The first problem is perhaps inevitable with any kind of defiant direct action, it’s likely to attract younger people than older. An event that pulls a large proportion of teenagers – albeit late teenagers – is kind of missing the point and somewhat shooting themselves in the foot. Do these campaigners support the idea of age limits for sales? If so a large proportion of the people attending will be excluded.

The other big problem of course is tobacco. Here we have a public demonstration of people smoking huge amounts of tobacco because – apparently – it’s an important part of the cannabis culture. How good does that look, really? How helpful is it to the cause of cannabis law reform?

Worse, when people puffing away on tobacco filled joints explain they are fighting for the right to use cannabis medicinally I cringe. Tobacco is everything that cannabis isn’t – it’s a carcinogenic, addictive killer. Cannabis isn’t cancer causing and doesn’t kill, but only if it’s used pure and not mixed with tobacco. I know there are medicinal activists who support this sort of direct action, but I also know there are a hell of a lot who do not, who are repulsed by the “joint smoking stoner” stereotype. Unfair as that awful stereotype is, the smoke-outs only re-enforce it.

It’s worth pointing out that in the US they don’t have this tobacco connection with cannabis to anything like the same extent we do. The smoke-out demos over there are really for cannabis.

The wonderful changes we’re seeing around the world today are not coming on the back of people demanding their right to get stoned so much as an understanding of how ineffective prohibition is at doing what it claims to be doing – controlling the drugs trade. Change is coming not because of a desire for greater freedom of choice on the part of cannabis users, but the failure of prohibition to be an effective legal tool. Prohibition isn’t dealing with reality, simple as that.

So my feeling about these smoke-out events is mixed. I do see a role for civil disobedience, to openly challenge a bad law, so I support the idea of events designed to do precisely that. But that said they shouldn’t undermine the arguments for law reform that are being taken seriously and which are showing support way beyond the recreational cannabis consumer. Any form of direct action should support the argument for age limits for sales and awareness of safer use techniques.

In particular, if I had to pick one issue, it would be the need to distance cannabis use from tobacco because the tobacco connection is by far the biggest health risk posed by cannabis use and can only serve as a barrier to making cannabis use acceptable.

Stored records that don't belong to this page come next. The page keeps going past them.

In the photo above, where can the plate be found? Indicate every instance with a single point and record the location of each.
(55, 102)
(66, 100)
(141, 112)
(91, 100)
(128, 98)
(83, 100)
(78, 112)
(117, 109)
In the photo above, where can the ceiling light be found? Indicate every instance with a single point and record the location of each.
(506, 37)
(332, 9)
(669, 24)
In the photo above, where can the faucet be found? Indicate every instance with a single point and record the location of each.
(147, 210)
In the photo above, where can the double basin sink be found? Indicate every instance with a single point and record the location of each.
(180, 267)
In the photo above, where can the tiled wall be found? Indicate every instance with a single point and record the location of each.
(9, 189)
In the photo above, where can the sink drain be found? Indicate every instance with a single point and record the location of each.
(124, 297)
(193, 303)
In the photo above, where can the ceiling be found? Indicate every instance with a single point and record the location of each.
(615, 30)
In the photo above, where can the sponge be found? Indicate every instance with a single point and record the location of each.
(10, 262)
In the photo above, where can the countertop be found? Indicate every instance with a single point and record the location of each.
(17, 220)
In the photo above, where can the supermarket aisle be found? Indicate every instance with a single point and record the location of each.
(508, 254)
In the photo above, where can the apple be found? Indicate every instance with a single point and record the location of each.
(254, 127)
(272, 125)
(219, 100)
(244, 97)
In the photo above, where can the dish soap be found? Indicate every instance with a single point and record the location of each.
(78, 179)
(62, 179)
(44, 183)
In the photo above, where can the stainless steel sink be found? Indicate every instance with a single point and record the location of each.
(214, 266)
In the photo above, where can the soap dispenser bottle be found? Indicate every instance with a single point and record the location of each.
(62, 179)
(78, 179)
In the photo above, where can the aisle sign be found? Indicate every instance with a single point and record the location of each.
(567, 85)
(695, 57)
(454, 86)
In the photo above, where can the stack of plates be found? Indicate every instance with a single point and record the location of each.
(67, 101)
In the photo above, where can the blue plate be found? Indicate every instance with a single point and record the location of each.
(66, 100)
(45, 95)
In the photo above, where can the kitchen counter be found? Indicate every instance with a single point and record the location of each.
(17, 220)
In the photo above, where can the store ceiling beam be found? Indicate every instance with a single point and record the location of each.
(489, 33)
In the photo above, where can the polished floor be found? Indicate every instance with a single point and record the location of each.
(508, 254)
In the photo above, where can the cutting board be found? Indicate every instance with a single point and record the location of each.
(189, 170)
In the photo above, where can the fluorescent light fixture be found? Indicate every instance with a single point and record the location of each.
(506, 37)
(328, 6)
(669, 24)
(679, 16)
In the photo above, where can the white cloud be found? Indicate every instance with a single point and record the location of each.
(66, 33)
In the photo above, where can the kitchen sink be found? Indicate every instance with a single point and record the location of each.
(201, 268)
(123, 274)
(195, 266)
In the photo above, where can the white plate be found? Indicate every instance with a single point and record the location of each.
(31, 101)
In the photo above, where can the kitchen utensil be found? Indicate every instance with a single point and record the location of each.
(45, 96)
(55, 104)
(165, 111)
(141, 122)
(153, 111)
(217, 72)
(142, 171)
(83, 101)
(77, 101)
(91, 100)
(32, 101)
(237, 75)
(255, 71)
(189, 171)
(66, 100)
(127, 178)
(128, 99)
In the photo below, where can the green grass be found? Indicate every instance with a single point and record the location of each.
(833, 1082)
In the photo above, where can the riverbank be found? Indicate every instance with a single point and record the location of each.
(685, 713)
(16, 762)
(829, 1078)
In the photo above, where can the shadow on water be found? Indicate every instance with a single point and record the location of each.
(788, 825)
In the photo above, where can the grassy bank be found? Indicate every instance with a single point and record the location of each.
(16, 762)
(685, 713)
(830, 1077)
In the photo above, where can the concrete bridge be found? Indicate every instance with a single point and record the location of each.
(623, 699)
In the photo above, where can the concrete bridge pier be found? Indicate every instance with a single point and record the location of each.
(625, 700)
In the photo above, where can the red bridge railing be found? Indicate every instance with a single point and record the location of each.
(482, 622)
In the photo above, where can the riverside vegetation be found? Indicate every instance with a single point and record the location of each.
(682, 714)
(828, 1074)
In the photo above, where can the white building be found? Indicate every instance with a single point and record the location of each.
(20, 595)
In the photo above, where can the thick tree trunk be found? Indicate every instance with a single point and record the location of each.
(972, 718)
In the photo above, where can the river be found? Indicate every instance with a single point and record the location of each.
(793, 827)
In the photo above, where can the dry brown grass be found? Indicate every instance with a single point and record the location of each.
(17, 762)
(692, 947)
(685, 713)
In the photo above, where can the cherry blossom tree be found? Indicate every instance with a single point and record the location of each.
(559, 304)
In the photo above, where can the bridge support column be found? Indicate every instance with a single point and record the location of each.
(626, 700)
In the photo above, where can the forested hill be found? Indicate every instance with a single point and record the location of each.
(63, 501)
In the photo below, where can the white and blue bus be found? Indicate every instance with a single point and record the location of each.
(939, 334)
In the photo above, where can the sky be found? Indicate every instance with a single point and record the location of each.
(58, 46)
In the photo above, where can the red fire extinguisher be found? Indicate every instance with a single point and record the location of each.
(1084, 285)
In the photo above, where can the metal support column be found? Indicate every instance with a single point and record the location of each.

Fact is we do have to break this prohibition log-jam and opening the door to recreational use is the key to doing that, but it will be a controlled, regulated access. That might be an anathema to some, but it is the real world. Prohibition is justified on the back of preventing young people “abusing” cannabis, nothing else really. That excuse is used to justify denying all the other uses of this wonderful plant. If there were to be a way that adults could use cannabis legally for fun – even with the most stringent restrictions – it would open the door to everything else cannabis has to offer. I suppose it comes down to asking just what it is we want to achieve, but it isn’t “free the weed” any more.